Cloud Squeeze – AWS Cost Optimization & Right Sizing with AI

AWS Trust Advisor, Alternatives vs. Cloud cost optimization approaches

Published on March 22, 2018
Share this on

The cloud cost calculators computed savings for moving on-premises infrastructure to the cloud. Based on IDC research, traditional on-premises infrastructure spend is shrinking currently at 55%, with public and private clouds increasing at 25% and 8% respectively. The savings of CAPEX to OPEX and on-premises to the cloud movement is real.

“What one didn’t anticipate is the ease of spawning new resources and the shock of the easy visibility to aggregate and monitor utilization in the cloud would bring.”

According to a Business Insider report, companies waste $62 Billion in the cloud by paying for capacity they don’t need. This vast excess spends spawned various approaches to cost optimization. The methods of such optimization listed in this article, are shared across the big three cloud providers – AWS, Azure & Google. In this article, we will look at specifically AWS Trust Advisor, and different categories of cost savings tools and approaches.

The reason for picking AWS Trusted Advisor, is because of the way it works, it is disclosed publicly and referenceable. In the cost optimization category, the checks fall into these nine categories:

  • Amazon EC2 Reserved Instances Optimization
  • Low Utilization Amazon EC2 instances
  • Idle Load Balancers
  • Underutilized Amazon EBS Volumes
  • Unassociated Elastic IP Addresses
  • Amazon RDS Idle DB Instances
  • Amazon Route 53 Latency Resource Record Sets
  • Amazon EC2 Reserved Instance Lease Expiration
  • Underutilized Amazon Redshift Clusters

Using a more standardized approach, we can group cost-saving elements into one of these five general areas (The purpose of this is to understand the benefits of the sequence and order in which these steps are taken):

  1. 1. Idle capacity
  2. 2. Reduce under-utilized capacity
  3. 3. Misappropriated allocation
  4. 4. Life-cycle management
  5. 5. Reservation

If we regroup, the core Trusted advisor approach against these five categories, it becomes:

  1. 1. Idle capacity:
    • Idle load balancers
    • Amazon RDS Idle DB Instances
  1. 2. Reduce under-utilized capacity
    • Low utilization Amazon EC2 instances
    • Underutilized Amazon EBS volumes
    • Underutilized Amazon Redshift clusters
  1. 3. Misappropriated allocation
    • Unassociated Elastic IP Addresses
    • Amazon Route 53 Latency Resource Record Sets
  1. 4. Life-cycle management
    • (none)
  1. 5. Reservation
    • Amazon EC2 Reserved Instances Optimization
    • Amazon EC2 Reserved Instance Lease Expiration

Now, let’s look at the definition of underutilized resource for Trusted Advisor.

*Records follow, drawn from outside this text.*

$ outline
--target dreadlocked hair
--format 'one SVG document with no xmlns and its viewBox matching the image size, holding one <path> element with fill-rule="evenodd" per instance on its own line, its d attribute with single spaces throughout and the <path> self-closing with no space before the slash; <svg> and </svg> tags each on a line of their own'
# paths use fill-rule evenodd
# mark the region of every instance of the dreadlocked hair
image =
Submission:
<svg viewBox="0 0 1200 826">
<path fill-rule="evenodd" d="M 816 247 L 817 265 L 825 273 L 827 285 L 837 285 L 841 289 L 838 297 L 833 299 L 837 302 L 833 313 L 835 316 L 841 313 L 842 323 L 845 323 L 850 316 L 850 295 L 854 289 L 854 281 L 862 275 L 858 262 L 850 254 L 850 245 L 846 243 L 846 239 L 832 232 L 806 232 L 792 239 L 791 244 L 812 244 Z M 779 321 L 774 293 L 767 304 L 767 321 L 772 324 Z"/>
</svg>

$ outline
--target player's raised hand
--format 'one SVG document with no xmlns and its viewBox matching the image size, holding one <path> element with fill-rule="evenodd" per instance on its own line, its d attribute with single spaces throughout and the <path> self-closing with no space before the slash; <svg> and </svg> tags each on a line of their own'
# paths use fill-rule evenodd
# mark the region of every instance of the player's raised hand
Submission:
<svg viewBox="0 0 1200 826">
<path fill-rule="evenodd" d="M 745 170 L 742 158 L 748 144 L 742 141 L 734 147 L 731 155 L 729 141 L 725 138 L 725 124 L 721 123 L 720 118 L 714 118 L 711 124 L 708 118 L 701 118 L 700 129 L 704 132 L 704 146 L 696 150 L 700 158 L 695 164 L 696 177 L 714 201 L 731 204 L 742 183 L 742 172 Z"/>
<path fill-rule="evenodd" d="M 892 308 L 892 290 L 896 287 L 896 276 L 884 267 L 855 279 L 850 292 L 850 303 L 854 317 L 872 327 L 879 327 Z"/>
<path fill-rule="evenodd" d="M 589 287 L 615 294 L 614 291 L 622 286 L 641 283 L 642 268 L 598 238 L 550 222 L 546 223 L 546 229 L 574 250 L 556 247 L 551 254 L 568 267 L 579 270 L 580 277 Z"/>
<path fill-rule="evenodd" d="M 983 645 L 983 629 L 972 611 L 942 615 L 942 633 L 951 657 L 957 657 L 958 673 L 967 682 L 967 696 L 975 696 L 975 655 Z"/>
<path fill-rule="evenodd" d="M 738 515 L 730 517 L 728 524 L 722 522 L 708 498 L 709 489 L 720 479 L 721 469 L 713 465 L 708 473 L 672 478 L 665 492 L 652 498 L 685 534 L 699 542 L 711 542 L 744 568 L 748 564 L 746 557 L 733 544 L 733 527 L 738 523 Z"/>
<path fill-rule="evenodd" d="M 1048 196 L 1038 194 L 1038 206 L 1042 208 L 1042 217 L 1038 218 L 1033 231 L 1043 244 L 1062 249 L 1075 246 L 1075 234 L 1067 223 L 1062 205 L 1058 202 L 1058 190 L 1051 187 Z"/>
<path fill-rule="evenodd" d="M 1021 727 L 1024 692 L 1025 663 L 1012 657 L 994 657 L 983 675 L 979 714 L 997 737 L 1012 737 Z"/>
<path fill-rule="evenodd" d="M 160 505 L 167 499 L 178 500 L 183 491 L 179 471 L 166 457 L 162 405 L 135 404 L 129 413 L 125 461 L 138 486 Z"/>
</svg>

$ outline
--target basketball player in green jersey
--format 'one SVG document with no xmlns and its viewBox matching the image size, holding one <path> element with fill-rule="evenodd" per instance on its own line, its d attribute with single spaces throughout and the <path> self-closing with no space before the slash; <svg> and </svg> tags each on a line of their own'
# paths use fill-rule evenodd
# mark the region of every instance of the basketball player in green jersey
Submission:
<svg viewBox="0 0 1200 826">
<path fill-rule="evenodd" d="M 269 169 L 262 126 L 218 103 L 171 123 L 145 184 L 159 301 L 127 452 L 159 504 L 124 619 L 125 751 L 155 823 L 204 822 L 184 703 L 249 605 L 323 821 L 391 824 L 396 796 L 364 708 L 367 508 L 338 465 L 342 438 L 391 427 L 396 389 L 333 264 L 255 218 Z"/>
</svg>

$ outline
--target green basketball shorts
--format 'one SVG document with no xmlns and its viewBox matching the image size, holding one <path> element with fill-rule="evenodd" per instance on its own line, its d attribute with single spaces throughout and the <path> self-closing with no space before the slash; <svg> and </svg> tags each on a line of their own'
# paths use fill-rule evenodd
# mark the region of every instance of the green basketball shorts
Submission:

aws definition of under utilized trusted advisor

“Trusted advisor checks the Amazon Elastic Compute Cloud (Amazon EC2) instances that were running at any time during the last 14 days and alerts you if the daily CPU utilization was 10% or less and network I/O was 5MB or less on 4 or more days.”

It takes four consecutive days of lower than 10% utilization to trigger this alert of an underutilized resource.

Here is a picture of what 90% spare capacity resource in the cloud looks like:

The cost of measuring underutilization at 10%

cost of under utilization in the cloud

One of the easiest ways to arrive at cost savings is through “Reservations,” a focus area of “Trusted Advisor” and the fastest way to see cost savings. For companies that have come to the cloud from the CAPEX purchasing patterns, this is easy to understand and lock in footprints of instance types in a region and reduce up to 30-60% compared to ad hoc costs. If a resource is well above the underutilization threshold (4 consecutive days of 10%), then cost savings through reservations becomes the method for realizing measurable cost savings.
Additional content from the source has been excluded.